После этого в разговор вмешивался Артурчик, на ходу сочиняя фантастические истории о похищенных им горных красавицах.
– Ты о сернах? – переспрешивал его Глеб.
– Каких сэрнах?
– О турецких серных банях, конечно.
– Сам иди в баня! – вскакивал Артурчик. – Я нэ турок, я осэтин!
– Помню, Артурчик, помню, не режь меня, джигит, кинжалом. – Глеб клал Артурчику руки на плечи, усаживая того на место, и поворачивался к молчавшему Андрюхе:
– А ты, богатырь из уральской деревни, скольким коровам голову вскружил?
– А в торец? – привычно откликался Андрюха.
– Да ладно, не скромничай, небось табунами за тобой ходили?
– Это лошади ходят табунами. А коровы стадом.
– Извини, Андрюха, вижу, что насчет коров я погорячился. – Глеб прижимал руки к груди. – Так за тобою, говоришь, лошади ходили?

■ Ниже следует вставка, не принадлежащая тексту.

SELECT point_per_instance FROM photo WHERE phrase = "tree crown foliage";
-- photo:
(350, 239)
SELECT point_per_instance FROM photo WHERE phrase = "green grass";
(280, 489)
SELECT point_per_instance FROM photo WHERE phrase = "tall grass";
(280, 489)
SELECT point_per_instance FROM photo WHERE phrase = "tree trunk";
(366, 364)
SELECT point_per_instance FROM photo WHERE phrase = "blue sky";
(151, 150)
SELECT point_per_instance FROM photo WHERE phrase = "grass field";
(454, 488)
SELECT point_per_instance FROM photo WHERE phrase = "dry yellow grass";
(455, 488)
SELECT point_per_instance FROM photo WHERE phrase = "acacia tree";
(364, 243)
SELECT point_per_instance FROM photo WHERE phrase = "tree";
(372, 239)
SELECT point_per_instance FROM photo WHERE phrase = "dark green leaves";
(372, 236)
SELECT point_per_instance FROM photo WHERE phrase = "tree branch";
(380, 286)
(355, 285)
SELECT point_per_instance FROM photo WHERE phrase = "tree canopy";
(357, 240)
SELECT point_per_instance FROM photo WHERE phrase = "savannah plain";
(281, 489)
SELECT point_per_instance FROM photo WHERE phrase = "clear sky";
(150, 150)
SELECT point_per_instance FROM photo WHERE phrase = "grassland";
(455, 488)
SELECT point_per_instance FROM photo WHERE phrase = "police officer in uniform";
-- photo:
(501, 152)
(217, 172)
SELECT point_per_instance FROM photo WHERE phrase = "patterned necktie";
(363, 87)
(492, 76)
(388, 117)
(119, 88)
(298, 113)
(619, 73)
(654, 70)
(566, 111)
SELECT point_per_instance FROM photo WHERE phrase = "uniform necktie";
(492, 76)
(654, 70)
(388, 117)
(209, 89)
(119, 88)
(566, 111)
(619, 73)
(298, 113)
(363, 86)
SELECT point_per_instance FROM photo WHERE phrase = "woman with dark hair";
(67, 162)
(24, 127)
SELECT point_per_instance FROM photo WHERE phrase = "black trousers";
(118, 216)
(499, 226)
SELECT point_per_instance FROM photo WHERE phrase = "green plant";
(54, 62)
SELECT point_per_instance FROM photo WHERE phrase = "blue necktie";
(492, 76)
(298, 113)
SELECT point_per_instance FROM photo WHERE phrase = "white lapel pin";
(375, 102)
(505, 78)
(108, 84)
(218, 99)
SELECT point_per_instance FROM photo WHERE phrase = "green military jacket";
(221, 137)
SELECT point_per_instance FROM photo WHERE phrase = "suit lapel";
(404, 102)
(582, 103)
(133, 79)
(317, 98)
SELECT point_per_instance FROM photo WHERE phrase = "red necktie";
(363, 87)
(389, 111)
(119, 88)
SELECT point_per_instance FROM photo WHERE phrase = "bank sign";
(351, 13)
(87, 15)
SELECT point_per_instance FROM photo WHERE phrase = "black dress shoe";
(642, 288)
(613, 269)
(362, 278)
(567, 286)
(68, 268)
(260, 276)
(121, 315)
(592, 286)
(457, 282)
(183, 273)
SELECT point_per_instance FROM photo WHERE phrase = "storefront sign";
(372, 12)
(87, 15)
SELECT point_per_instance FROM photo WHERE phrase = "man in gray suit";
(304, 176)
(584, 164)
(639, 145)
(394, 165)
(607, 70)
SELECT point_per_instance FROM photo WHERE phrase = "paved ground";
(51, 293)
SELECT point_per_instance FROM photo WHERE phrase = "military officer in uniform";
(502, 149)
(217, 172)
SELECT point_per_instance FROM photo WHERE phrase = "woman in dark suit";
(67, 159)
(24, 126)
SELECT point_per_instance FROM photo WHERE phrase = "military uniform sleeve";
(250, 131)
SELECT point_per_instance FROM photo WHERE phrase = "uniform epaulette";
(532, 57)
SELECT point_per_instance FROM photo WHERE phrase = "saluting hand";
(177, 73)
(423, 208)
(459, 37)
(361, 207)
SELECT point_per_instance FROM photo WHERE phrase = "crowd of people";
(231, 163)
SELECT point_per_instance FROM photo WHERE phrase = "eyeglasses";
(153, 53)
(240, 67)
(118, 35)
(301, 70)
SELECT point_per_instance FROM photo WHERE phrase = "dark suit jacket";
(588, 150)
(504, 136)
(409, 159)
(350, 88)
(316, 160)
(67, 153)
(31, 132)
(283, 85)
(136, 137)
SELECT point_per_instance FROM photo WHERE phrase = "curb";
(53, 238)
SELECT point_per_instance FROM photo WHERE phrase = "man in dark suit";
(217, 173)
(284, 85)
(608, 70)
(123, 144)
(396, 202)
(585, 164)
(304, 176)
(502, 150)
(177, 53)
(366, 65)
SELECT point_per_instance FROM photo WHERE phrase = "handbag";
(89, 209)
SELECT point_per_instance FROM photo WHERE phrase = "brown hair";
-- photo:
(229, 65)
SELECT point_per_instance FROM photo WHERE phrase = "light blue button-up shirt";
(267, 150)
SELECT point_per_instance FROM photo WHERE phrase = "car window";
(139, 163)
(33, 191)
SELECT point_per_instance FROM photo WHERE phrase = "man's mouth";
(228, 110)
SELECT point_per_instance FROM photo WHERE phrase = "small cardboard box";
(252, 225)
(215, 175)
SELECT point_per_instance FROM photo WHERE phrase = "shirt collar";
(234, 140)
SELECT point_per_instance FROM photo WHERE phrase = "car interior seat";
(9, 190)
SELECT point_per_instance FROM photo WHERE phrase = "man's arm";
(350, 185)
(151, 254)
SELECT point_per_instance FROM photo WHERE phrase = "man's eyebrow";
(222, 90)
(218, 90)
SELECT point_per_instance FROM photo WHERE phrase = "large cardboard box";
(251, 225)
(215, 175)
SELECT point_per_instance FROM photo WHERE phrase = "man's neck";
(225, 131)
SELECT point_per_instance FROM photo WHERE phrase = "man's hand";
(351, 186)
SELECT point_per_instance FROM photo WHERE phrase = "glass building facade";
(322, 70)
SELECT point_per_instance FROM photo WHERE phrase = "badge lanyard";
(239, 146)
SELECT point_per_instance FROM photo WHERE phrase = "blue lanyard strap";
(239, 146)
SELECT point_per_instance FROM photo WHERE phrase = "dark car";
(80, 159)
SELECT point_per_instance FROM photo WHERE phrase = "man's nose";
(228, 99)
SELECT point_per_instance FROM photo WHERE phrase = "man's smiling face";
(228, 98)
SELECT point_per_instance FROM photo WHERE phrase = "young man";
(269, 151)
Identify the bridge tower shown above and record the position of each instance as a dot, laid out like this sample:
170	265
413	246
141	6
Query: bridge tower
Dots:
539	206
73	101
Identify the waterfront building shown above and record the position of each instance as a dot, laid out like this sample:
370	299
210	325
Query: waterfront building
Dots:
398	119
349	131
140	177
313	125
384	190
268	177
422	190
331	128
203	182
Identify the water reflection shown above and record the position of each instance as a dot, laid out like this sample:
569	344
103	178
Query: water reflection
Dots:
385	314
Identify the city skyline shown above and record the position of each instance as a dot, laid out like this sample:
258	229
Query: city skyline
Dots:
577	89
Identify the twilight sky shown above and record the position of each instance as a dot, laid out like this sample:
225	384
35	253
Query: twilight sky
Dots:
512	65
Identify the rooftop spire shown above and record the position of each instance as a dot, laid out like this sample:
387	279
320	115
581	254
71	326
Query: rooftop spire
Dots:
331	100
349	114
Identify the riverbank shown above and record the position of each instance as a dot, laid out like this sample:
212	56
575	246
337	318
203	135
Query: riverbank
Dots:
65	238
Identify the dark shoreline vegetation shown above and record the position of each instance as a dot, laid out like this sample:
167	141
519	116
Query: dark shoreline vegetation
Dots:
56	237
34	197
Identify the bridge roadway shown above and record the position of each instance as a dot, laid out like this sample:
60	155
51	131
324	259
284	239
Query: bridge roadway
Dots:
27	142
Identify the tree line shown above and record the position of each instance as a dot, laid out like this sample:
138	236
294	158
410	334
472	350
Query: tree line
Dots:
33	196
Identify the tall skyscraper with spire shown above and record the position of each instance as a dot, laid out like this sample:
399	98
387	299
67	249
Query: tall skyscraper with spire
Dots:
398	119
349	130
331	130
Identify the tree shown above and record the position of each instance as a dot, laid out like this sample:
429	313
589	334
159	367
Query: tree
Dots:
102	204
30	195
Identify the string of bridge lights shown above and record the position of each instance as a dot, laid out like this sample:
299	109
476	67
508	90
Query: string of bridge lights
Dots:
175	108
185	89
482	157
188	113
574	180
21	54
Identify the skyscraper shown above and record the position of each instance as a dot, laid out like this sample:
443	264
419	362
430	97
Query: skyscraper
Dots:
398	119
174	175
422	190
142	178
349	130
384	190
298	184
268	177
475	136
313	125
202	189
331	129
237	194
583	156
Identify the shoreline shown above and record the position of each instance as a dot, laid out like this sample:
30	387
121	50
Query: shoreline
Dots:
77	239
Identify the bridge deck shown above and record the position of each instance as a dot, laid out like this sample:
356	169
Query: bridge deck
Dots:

– Сам ты лошадь, – мрачно огрызался Андрюха.
– Сражен уральским остроумием, – поникал головою Глеб. – Что, братья-любовнички, не хлебнуть ли нам по этому случаю бражки? За жен Урала и Кавказа и за тот забор, через который наш киевлянин наловчился бегать и наводить порчу на местных дев.
Во время одной из моих самоволок мы с Аней разругались вдребезги. Ругались мы с ней часто и всякий раз по ничтожнейшим поводам. На сей раз причиной стало то, что она попросила нарисовать ее портрет. Вернее сказать, попросила так, словно позволила. Она всегда была несколько преувеличенного мнения о своей внешности и считала, что всякий художник почтет за честь изобразить ее. Я согласился, мельком заметив, что портреты не рисуют, а пишут. Она возразила, что не мне, киевлянину, учить ее, москвичку, как правильно говорить по-русски. Я разозлился и – каюсь – сказал кое-что интересное о Москве в целом и о москвичках в частности. В ответ последовала длинная тирада, в которой Киеву досталось больше, чем в свое время от нашествия орд Батыя. Мне же было объявлено, что я провинциальная сволочь и козел.
– Если женщина называет мужчину козлом, значит, ей не удалось сделать из него барана, – отрезал я.